Let $n \geq 2$ and let $\pi : \{1,\ldots, n\} \to \{1,\ldots, n\}$ be a permutation. Next, we define a new permutation $\sigma: \{0,1\}^n \to \{0,1\}^n$ as follows. For each $x = x_n x_{n-1} \ldots x_1 \in \{0, 1\}^n$, we define $\sigma(x) = x_{\pi(n)}x_{\pi(n-1)} \ldots x_{\pi(1)}$. I am interested in determining, for what values of $n$ can we find $\pi$ such that $\sigma$ is an odd permutation?
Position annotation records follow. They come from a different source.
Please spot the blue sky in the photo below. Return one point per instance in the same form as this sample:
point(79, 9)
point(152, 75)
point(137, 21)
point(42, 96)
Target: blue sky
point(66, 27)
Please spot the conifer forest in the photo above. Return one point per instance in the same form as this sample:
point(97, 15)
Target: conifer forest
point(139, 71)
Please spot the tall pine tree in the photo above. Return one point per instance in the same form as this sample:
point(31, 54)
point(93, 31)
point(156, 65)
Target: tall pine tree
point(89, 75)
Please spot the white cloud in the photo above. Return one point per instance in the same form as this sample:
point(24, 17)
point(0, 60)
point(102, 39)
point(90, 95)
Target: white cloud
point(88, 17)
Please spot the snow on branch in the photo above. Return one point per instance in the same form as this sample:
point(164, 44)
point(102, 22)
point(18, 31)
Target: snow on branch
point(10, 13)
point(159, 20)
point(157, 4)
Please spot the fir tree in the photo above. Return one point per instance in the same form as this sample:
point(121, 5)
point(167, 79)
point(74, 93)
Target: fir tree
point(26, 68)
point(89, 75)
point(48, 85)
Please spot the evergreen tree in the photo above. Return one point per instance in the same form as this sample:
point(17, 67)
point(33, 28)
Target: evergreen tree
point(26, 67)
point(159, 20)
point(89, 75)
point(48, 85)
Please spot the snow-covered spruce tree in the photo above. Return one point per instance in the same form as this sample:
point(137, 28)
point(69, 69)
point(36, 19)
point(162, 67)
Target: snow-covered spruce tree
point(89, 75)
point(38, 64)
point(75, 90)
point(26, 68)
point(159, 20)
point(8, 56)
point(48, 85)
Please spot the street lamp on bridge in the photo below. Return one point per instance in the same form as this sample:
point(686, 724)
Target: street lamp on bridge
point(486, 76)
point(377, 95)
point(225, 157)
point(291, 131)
When $n=2$, we can define $\pi$ to be the permutation $(1,2)$ which gives $\sigma(00) = 00$, $\sigma(01) = 10$, $\sigma(10) = 01$ and $\sigma(11) = 11$; an odd permutation. However, I have not been able to find such a $\pi$ for larger values of $n$.
The permutation $\pi$ can be expressed as the product of transpositions $\tau_i$. Then the corresponding $\sigma_\pi$ is the product of all $\sigma_{\tau_i}$.
Let $\tau$ be one such transposition $(a,b)$. What is the effect of $\sigma_\tau$ on a number $x\in\{0,1\}^n$?
Thus $2^{n-2}$ distinct pairs $(x,x')$ are transposed, and all other numbers are left fixed. This means that $\sigma_\tau$ can be written as the product of $2^{n-2}$ distinct transpositions. Thus $\sigma_\tau$ is even if $n>2$, and the product $\sigma_\pi$ must also be even.